ABSTRACT
The cultural politics of the early nineteenth-century plebeian public sphere depended on a notion of intellectual praxis fundamentally distinct from its bourgeois counterpart. For three dominant radical plebeian intellectuals of the period—Thomas Spence, T.J. Wooler and William Cobbett—a conception of critical discourse unrelated to the immediate social and economic experience of their audience was anathema. ‘Culture’, for these intellectuals, was irrevocably wedded to the collective liberation of their print constituencies in the wider plebeian public sphere; both a ‘whole way of life’ as well as a means to a better one. 1 In this conception of cultural politics these English plebeian intellectuals were helping to establish a radical cultural tradition in Britain that would profoundly influence the liberatory aspirations embedded within subsequent working-class cultural projects in the nineteenth and twentieth centuries, encompassing what the cultural historian Tom Steele has defined as an alternative national moral identity rooted in a popular expression of radical ‘Englishness’. In The Emergence of Cultural Studies (1997) he maps a tradition of popular cultural praxis that I would argue has its foundation in the intellectual activism and social criticism of the early nineteenth-century plebeian public sphere. Searching for the roots of this unique tradition, Steele asks:
How did it happen that by the beginning of the twentieth century working people in this country appeared not only to have established a decent and humane culture of their own, which denied the claims to moral superiority of the capitalist order, but also that they identified with some notion of ‘Englishness’ which appeared to fuse elements of that same working-class culture with a common, national, identity?

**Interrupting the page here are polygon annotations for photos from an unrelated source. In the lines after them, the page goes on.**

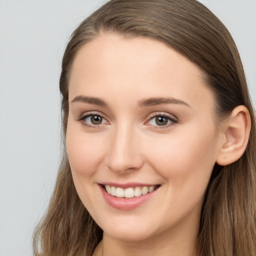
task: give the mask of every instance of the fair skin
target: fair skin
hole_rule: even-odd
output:
[[[79,50],[66,142],[78,194],[104,230],[94,256],[196,255],[204,196],[230,146],[202,77],[152,39],[102,34]],[[117,198],[106,184],[155,190]]]

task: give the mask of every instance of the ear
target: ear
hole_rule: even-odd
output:
[[[233,110],[224,124],[223,140],[216,162],[226,166],[239,159],[244,152],[250,130],[250,117],[247,108],[240,106]]]

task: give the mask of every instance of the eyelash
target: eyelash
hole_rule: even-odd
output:
[[[175,125],[178,122],[178,118],[174,118],[173,116],[169,116],[166,114],[154,114],[153,115],[150,117],[150,120],[147,121],[146,123],[149,122],[150,121],[152,120],[154,118],[156,118],[158,117],[161,117],[161,118],[164,118],[168,120],[168,121],[170,121],[170,122],[169,124],[164,124],[163,126],[154,126],[154,128],[155,129],[164,129],[166,128],[169,128],[170,126]],[[156,122],[156,120],[155,121]]]
[[[96,113],[96,112],[86,113],[86,114],[85,114],[84,116],[80,116],[76,120],[78,122],[82,122],[82,124],[84,126],[85,126],[88,127],[90,128],[100,128],[100,124],[104,124],[102,123],[102,124],[89,124],[88,123],[86,122],[83,122],[83,121],[84,121],[84,120],[86,120],[88,118],[89,118],[90,116],[92,117],[93,116],[98,116],[98,117],[102,118],[102,120],[105,120],[105,121],[106,122],[108,122],[108,121],[106,120],[106,118],[104,118],[103,115],[100,114],[98,113]],[[170,121],[170,122],[169,124],[164,124],[163,126],[152,125],[152,126],[154,126],[154,129],[163,129],[163,128],[169,128],[170,126],[175,125],[176,124],[177,124],[178,122],[178,120],[177,118],[174,118],[172,117],[172,116],[169,116],[168,114],[162,114],[162,113],[155,114],[155,113],[154,113],[154,114],[152,114],[151,116],[150,116],[149,120],[146,121],[146,122],[145,124],[146,124],[146,125],[148,125],[148,126],[150,125],[150,124],[146,124],[148,123],[152,120],[153,119],[156,118],[158,117],[166,118],[168,120],[168,122]],[[156,121],[155,121],[155,122],[156,122]]]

In his response to this question he outlines the rudiments of a working-class cultural project of coordinated and collective action: ‘I want to suggest here that this can only be understood if we see the “culture” of working people not simply as a set of attitudes and rituals laid down in some traditional past, but as a complex of purposive activities designed to improve their individual and collective lot in the 150face of a clearly understood oppression.’ 2 This radical English cultural tradition, defined by Steele as ‘a complex of purposive activities’ assembled ‘in the face of a clearly understood oppression’, has its roots in England’s modern national historical experience, most particularly in those key episodes of radical cultural history discussed in Chapter 3. The unprecedented social and economic change of the early nineteenth century called forth a new expression of radical cultural politics informed by this history, responding to the unique moral and ideological challenges of an emergent industrial capitalism.